Here at Reptile Forums UK we are happy to encourage young keepers to join our community so that they can learn and share their knowledge. We are also committed to ensuring that the youngsters who use our forum do so in a safe and happy environment.









​ 
Forums and other social networking groups are a great place to chat with other people who have the same interests but always try to remember the following:

Forums aren’t real time like msn or chat rooms, when you post on a forum it remains there for other people to look at later and is available for everyone to see. 
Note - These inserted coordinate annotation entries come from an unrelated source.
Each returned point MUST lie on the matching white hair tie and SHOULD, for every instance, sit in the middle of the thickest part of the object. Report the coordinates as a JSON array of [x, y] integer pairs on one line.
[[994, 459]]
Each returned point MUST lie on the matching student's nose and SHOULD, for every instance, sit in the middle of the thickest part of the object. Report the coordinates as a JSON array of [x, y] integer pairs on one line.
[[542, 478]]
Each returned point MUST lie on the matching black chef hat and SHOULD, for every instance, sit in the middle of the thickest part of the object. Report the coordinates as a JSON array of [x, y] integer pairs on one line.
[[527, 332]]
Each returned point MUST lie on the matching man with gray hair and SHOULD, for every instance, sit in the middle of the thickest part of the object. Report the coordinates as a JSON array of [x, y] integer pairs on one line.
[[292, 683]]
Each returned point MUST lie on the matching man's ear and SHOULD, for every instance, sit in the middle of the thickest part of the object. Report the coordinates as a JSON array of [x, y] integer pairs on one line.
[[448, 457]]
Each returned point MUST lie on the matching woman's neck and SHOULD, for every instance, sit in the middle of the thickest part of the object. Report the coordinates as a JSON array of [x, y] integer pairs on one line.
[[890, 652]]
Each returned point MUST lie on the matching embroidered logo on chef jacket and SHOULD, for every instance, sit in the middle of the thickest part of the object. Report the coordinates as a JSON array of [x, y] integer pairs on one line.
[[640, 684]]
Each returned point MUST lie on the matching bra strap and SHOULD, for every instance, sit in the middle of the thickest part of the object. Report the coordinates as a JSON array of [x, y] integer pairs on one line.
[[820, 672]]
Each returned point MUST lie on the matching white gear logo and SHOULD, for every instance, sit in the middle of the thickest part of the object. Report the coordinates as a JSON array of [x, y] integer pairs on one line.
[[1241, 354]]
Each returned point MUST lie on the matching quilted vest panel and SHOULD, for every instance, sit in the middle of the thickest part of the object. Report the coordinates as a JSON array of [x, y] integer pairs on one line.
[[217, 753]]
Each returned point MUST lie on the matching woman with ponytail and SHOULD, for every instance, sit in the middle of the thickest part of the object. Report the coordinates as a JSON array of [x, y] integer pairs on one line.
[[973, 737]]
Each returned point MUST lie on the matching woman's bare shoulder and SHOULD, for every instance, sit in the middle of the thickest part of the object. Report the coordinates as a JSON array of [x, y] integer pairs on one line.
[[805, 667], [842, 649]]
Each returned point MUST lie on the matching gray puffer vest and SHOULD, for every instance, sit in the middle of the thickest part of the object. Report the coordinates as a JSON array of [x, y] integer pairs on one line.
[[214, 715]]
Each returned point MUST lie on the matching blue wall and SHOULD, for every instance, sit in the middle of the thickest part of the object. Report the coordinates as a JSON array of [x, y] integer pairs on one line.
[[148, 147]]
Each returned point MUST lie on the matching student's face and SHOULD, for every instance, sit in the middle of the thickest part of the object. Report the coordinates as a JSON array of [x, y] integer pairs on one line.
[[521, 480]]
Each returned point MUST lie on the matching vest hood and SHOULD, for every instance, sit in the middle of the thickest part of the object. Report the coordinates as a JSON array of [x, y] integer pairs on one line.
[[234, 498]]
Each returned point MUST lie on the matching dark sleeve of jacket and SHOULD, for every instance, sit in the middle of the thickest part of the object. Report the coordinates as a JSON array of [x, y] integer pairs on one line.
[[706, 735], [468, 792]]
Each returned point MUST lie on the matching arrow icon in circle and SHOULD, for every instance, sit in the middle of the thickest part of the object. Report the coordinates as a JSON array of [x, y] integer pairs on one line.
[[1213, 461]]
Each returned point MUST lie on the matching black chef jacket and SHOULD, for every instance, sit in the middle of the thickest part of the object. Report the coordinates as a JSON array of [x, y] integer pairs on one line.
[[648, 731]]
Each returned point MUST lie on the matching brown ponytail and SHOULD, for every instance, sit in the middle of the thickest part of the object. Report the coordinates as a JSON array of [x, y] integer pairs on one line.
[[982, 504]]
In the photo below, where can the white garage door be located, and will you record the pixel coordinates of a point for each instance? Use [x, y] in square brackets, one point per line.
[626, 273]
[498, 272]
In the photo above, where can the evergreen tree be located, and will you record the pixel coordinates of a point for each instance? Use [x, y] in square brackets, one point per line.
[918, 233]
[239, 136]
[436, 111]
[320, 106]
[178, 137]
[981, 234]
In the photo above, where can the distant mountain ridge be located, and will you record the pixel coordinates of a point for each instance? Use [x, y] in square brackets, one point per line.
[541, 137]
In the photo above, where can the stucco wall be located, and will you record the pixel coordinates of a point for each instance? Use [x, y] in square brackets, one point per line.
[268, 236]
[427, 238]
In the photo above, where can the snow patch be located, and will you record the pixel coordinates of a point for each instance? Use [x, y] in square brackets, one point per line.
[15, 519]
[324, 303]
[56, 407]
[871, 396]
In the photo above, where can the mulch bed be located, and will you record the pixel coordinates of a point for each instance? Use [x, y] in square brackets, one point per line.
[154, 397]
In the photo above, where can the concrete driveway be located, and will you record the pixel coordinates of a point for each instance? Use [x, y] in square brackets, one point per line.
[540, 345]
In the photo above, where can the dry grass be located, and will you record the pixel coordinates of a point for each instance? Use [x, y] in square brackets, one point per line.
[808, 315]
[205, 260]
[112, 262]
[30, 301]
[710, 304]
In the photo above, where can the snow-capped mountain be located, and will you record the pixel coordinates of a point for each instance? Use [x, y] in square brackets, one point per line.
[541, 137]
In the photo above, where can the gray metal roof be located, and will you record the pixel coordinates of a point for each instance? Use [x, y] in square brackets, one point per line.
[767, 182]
Never reveal anything about yourself… including name, age, address, post code, mobile number, the name of your school – if you do want someone to be able to contact you off the forum only ever give out your email address. The same rule applies to information about members of your family and friends.
Never post pictures of members of your family, friends or any that could identify where you live. 
Never post pictures of yourself that you wouldn’t be happy for your parents or teachers to see!
Never arrange to meet someone you have spoken to on the forum, you can never know for certain that the person is genuine. If you do feel it’s appropriate to meet someone ALWAYS discuss this with your parents/carers first, arrange to meet in a public place and take along a parent or another adult to the first meeting.








​



If a member asks where you live, for instance to ask if you can recommend any pet shops or vets, only reply with an area. For instance Surrey, Yorkshire, Angus etc. 
Never post anything about yourself that you wouldn’t want the world at large to know. 
NEVER respond to posts, private messages or emails that you feel are abusive, bullying, sexually explicit, suggestive or make you feel uncomfortable in any way*. Report these immediately to a moderator and discuss them with a parent/carer or another adult you trust (don’t delete these as you will need to show them to a moderator when you report them).*
Don’t open any attachments, from strangers, sent to you by private message or email. 
Don't use your email address as your user name.
Make sure that you use safe passwords so that others can’t log onto your account, never share these passwords with anyone – not even your best friends. 
Agree with your parent/carer rules for going on-line… how often, how long for, what sites you can access on-line.

Help and advice about staying safe online and reporting abuse can be found on the following sites:

http://www.ceop.gov.uk/reportabuse/index.asp
http://www.childline.org.uk/Info/Pages/OnlineSafety.aspx
http://tcs.cybertipline.com/
http://tcs.cybertipline.com/knowthedangers8.htm
http://www.virtualglobaltaskforce.com/

*REMEMBER… THESE TIPS APPLY ON ALL SOCIAL NETWORKING SITES SUCH AS FACEBOOK, BEBO, MYSPACE, MSN ETC AS WELL AS REPTILE FORUMS UK.*


----------